Помню и нашего комсорга полка Максима Бабинцева и сменившего его после ранения Владимира Дружинина. В расположении штаба их можно было встретить редко. Большую часть времени они проводили в боевых порядках батальонов.
Добрые воспоминания сохранились и о командире полка — энергичном подполковнике Мосиенко, о начальнике штаба майоре Тарасове, о комбатах Суворове и Озерове, о начальнике связи полка капитане Молчанове. Это были требовательные к себе и подчиненным офицеры. И сейчас, по прошествии многих десятков лет, я могу сказать, что все мы — рядовые и младшие командиры — с уважением и любовью относились к ним.
Особо хочется сказать о гордости нашего полка — разведчике Евгении Симонове. Три ордена Славы и столько же орденов Отечественной войны — таковы награды Родины этому мужественному и храброму человеку, с которым мы переписываемся и сейчас. Под стать ему и другой наш разведчик — высокий, статный Никита Якушев. Это они, когда нужен был «язык», уходили ночью за передний край к противнику и возвращались с «добычей».
Вот такие люди окружали меня в трудные годы войны. Многому я научилась у них тогда. Вместе с ними встретила нашу великую Победу. И доныне остались они для меня Учителями.
Григорий Кисунько. Впереди — Одесса
Это было в марте 1944 года. Обращаясь к саперам, капитан Силоминцев, говорил:
— Рядом с нами город Новая Одесса, впереди — водная преграда, река Южный Буг, а за нею — настоящая милая Одесса.
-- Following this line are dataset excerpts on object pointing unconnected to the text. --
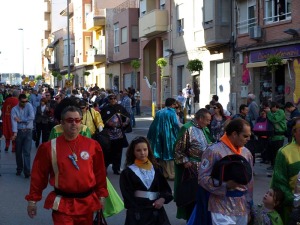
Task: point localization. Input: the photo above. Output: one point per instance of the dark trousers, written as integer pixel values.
(137, 108)
(274, 147)
(44, 130)
(251, 145)
(114, 156)
(23, 148)
(263, 148)
(188, 106)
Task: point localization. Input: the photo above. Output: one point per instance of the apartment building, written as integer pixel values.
(263, 29)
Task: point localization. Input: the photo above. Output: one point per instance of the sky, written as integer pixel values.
(26, 15)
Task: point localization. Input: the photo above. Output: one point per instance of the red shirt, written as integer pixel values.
(91, 175)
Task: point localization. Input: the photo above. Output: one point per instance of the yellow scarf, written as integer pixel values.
(146, 165)
(227, 142)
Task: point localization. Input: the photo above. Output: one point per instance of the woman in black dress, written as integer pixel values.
(143, 186)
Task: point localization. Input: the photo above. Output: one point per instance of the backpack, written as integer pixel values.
(263, 128)
(232, 167)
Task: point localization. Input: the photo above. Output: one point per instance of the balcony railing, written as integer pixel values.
(243, 26)
(96, 19)
(95, 57)
(153, 23)
(277, 18)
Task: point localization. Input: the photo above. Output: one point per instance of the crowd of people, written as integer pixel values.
(71, 159)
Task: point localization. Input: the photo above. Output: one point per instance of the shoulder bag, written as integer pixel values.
(187, 189)
(99, 218)
(101, 137)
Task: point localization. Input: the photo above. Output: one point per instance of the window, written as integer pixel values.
(208, 11)
(87, 10)
(116, 37)
(180, 19)
(123, 35)
(142, 7)
(87, 44)
(134, 33)
(246, 15)
(162, 4)
(277, 10)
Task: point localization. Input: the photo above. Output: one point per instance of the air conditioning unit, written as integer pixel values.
(51, 66)
(255, 32)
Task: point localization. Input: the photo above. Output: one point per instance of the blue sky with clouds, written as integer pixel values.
(27, 15)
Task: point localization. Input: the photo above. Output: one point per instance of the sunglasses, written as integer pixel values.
(72, 120)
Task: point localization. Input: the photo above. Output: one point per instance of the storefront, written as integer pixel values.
(286, 77)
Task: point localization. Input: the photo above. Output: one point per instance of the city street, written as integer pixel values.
(13, 188)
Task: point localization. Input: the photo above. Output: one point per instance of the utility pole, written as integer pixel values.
(68, 30)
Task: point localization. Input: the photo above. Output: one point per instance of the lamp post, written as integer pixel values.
(21, 29)
(68, 29)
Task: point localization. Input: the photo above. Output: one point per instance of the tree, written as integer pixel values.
(273, 62)
(195, 65)
(161, 63)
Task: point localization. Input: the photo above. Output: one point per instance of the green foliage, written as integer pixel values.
(161, 63)
(71, 76)
(195, 65)
(55, 73)
(39, 77)
(86, 73)
(59, 77)
(135, 64)
(273, 62)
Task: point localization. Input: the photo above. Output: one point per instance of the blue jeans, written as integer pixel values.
(23, 148)
(132, 119)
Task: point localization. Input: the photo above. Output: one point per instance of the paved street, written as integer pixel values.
(13, 188)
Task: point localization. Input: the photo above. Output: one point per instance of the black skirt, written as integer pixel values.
(149, 216)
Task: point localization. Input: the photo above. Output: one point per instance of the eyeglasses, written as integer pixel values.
(72, 120)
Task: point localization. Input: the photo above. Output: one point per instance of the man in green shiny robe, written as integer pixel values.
(194, 137)
(162, 135)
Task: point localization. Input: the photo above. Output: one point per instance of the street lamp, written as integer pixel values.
(21, 29)
(68, 29)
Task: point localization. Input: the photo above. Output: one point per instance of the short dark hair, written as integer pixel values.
(201, 113)
(130, 158)
(288, 105)
(236, 125)
(70, 109)
(216, 98)
(274, 104)
(242, 107)
(22, 96)
(170, 101)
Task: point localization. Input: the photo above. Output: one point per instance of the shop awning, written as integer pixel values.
(261, 64)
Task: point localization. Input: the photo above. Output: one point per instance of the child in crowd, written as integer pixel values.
(143, 186)
(267, 212)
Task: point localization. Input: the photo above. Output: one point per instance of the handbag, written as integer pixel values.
(187, 190)
(99, 218)
(101, 137)
(113, 203)
(232, 167)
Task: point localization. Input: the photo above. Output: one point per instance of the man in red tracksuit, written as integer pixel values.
(74, 166)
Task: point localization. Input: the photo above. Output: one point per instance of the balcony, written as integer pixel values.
(52, 66)
(95, 57)
(95, 20)
(47, 25)
(153, 23)
(47, 7)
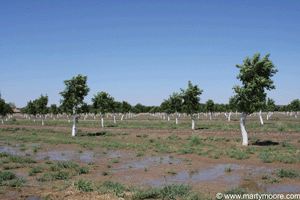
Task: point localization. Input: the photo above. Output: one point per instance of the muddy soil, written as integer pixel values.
(205, 174)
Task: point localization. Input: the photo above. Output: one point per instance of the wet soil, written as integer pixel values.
(205, 174)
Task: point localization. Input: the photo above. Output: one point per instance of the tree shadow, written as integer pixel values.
(94, 134)
(266, 143)
(201, 128)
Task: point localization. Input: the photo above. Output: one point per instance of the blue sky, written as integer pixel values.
(143, 51)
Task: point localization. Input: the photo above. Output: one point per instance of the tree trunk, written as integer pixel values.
(193, 124)
(74, 122)
(243, 129)
(261, 120)
(102, 121)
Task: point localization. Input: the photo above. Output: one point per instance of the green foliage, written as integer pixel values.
(256, 76)
(174, 137)
(210, 105)
(103, 102)
(271, 105)
(82, 170)
(288, 173)
(295, 105)
(191, 101)
(41, 105)
(5, 108)
(85, 186)
(53, 109)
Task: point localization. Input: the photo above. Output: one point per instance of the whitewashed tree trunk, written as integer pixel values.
(102, 121)
(229, 115)
(260, 117)
(193, 124)
(243, 129)
(74, 122)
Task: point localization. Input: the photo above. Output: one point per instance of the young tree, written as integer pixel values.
(54, 110)
(165, 107)
(73, 95)
(85, 109)
(175, 104)
(191, 101)
(270, 107)
(256, 76)
(231, 106)
(103, 103)
(41, 106)
(210, 107)
(125, 108)
(31, 109)
(295, 106)
(4, 109)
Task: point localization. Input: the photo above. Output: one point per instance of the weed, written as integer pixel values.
(288, 173)
(85, 186)
(82, 170)
(264, 176)
(115, 160)
(174, 137)
(105, 173)
(140, 154)
(61, 175)
(151, 140)
(35, 169)
(173, 172)
(91, 163)
(228, 168)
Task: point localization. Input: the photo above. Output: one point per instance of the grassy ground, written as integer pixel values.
(128, 136)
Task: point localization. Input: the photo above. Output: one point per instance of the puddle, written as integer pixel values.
(142, 162)
(216, 174)
(22, 175)
(280, 188)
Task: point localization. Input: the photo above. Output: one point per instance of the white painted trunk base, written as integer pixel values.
(260, 118)
(243, 129)
(74, 123)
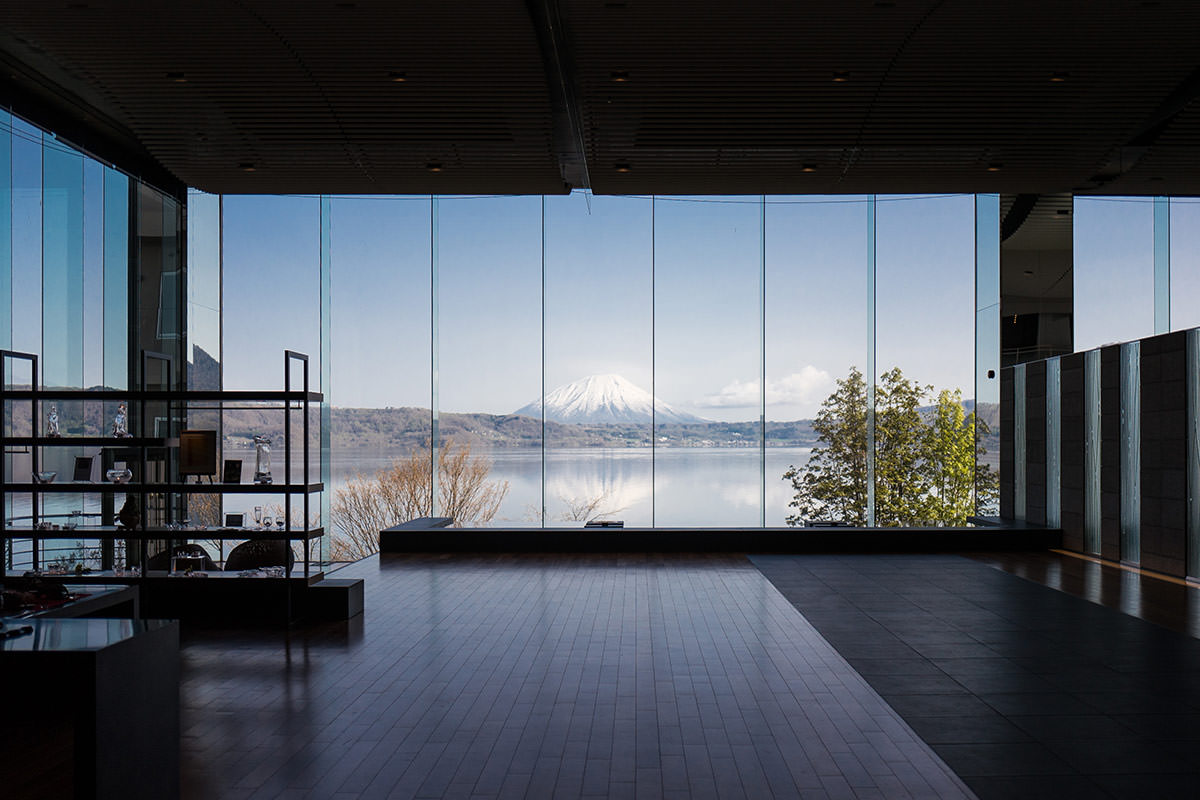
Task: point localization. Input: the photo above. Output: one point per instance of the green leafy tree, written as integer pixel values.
(925, 458)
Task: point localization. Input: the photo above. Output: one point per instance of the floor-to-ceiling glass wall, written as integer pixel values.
(1114, 246)
(815, 332)
(487, 266)
(381, 373)
(708, 361)
(1185, 263)
(924, 301)
(598, 360)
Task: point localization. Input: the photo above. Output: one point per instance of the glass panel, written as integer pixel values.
(379, 364)
(117, 280)
(1020, 455)
(93, 274)
(925, 284)
(1054, 443)
(599, 334)
(5, 229)
(707, 362)
(27, 238)
(1162, 264)
(1131, 452)
(1092, 451)
(1193, 453)
(1185, 263)
(816, 353)
(1114, 245)
(987, 384)
(203, 290)
(270, 304)
(489, 272)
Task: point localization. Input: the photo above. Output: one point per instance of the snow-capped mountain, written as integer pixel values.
(604, 398)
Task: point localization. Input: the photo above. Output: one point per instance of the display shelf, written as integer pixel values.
(87, 441)
(71, 487)
(150, 396)
(114, 533)
(160, 489)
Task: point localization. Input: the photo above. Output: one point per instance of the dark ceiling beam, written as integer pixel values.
(568, 120)
(1127, 156)
(45, 103)
(1018, 212)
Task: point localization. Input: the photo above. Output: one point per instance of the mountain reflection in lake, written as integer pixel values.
(689, 487)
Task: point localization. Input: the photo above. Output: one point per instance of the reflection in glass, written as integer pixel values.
(707, 360)
(598, 326)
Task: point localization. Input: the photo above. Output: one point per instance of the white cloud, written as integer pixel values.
(809, 385)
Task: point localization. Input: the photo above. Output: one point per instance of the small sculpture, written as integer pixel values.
(119, 423)
(262, 458)
(130, 516)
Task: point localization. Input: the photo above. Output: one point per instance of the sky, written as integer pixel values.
(669, 294)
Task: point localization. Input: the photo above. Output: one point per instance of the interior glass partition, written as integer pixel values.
(925, 322)
(598, 346)
(1185, 263)
(1114, 247)
(707, 361)
(489, 338)
(815, 332)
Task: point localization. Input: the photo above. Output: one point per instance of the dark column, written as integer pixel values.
(1164, 453)
(1073, 451)
(1036, 443)
(1110, 452)
(1007, 457)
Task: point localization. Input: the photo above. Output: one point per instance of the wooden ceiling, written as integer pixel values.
(622, 96)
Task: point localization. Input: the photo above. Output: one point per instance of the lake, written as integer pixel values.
(675, 487)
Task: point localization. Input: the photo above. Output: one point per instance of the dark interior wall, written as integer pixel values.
(1164, 453)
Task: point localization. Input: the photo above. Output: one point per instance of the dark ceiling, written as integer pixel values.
(504, 96)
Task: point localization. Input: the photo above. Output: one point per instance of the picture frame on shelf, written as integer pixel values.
(83, 469)
(232, 471)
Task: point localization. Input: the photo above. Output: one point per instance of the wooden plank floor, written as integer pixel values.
(546, 677)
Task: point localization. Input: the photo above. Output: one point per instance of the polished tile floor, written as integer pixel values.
(547, 677)
(1031, 675)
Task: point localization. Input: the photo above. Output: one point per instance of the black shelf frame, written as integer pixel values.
(292, 398)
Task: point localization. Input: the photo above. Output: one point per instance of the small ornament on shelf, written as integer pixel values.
(262, 458)
(120, 426)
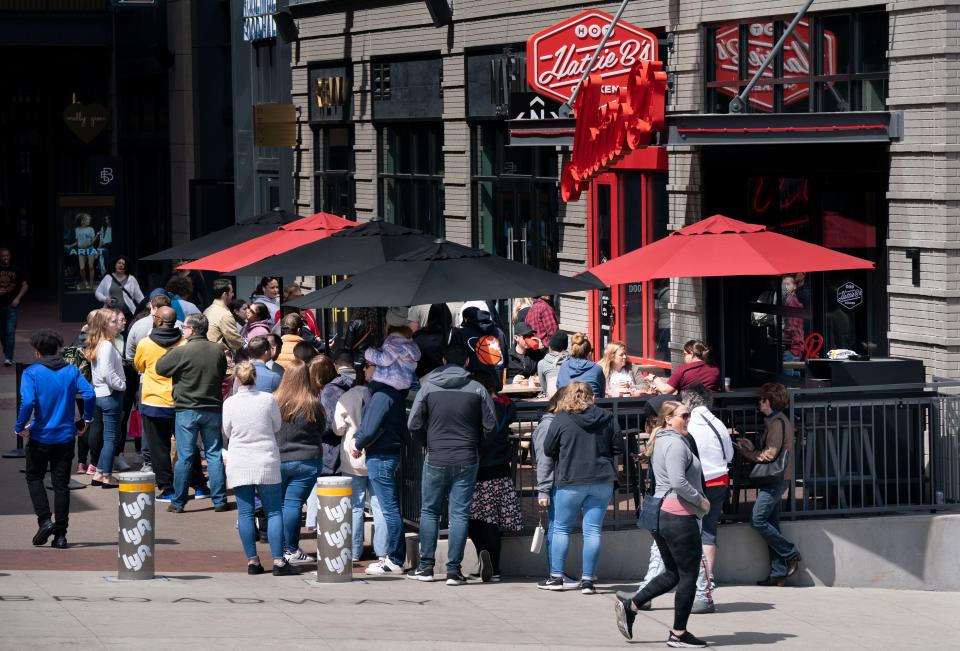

Дадим немцу перцу, как давали под Сталинградом и Курском, Днепропетровском и Кривым Рогом…
В сторонке стоял, переминаясь с ноги на ногу, командир роты капитан Сохранов. Он мысленно был уже там, на берегу водной преграды, где ему предстояло обезвредить немецкие мины при ее форсировании. Не выдержав, Сохранов подошел к капитану, шепнул ему: мол, сокращайся, мне бойцы нужны, «горит» боевое задание.
Река Южный Буг у Новой Одессы не широкая, но март припекает в причерноморской степи, река кое-где вышла из берегов, а для саперов это хуже, чем просто широкая река. Враг на том берегу организовал не менее двух линий обороны, просматриваемых с нашей стороны. На этом берегу поставить много мин он вряд ли успел, но все равно надо проверить. Задача усложняется и тем, что часть минного поля могла оказаться залитой водой: поди придумай, как найти и обезвредить подводные невидимые минные подвохи.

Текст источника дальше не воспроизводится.